The U.S. Supreme Court has ruled unanimously that employees who “blow the whistle” on suspected securities law violations cannot sue for unlawful retaliation under the 2010 Dodd-Frank Wall Street Reform Act (Dodd-Frank) unless they reported the alleged misconduct externally to the U.S. Securities and Exchange Commission (SEC), and not just internally to their employer.

Reversing a ruling by the Ninth Circuit Court of Appeals, and agreeing with arguments made in a “friend-of-the-court” brief we filed in the case, the Court found that the term “whistleblower” as used in Dodd-Frank – defined as anyone providing “information relating to a violation of the securities laws to the [SEC]” – is “unequivocal.” Accordingly, the Court declined to give any deference to a contrary interpretation by the SEC extending protection to employees who file only an internal complaint.
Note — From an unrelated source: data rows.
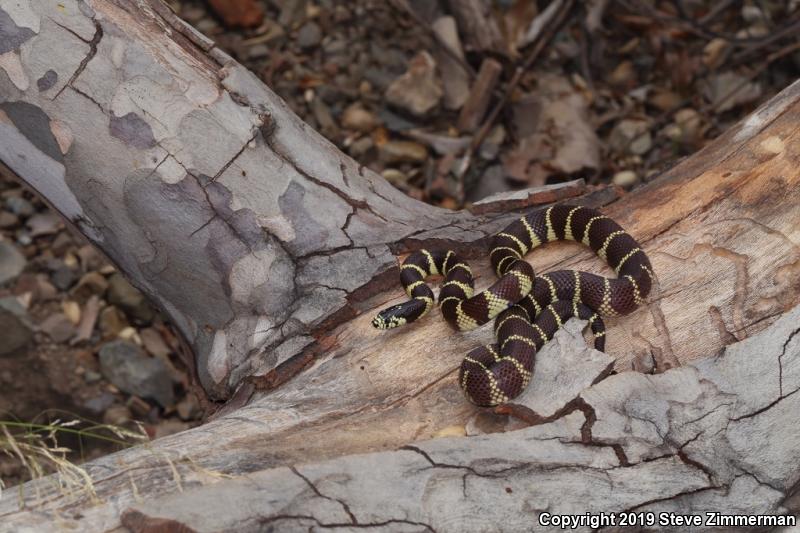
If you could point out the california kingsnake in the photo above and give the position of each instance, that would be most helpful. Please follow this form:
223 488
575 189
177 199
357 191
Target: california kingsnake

Importantly, the High Court’s ruling neither expands nor narrows federal whistleblower laws, but rather clarifies which protections apply to different circumstances. Although the ruling makes clear that an employee must file an external complaint with the SEC to claim whistleblower retaliation protection under Dodd-Frank, employees who claim retaliation for blowing the whistle internally remain free to seek relief under the Sarbanes-Oxley Act (SOX) – an earlier federal law that overlaps in many respects with Dodd-Frank.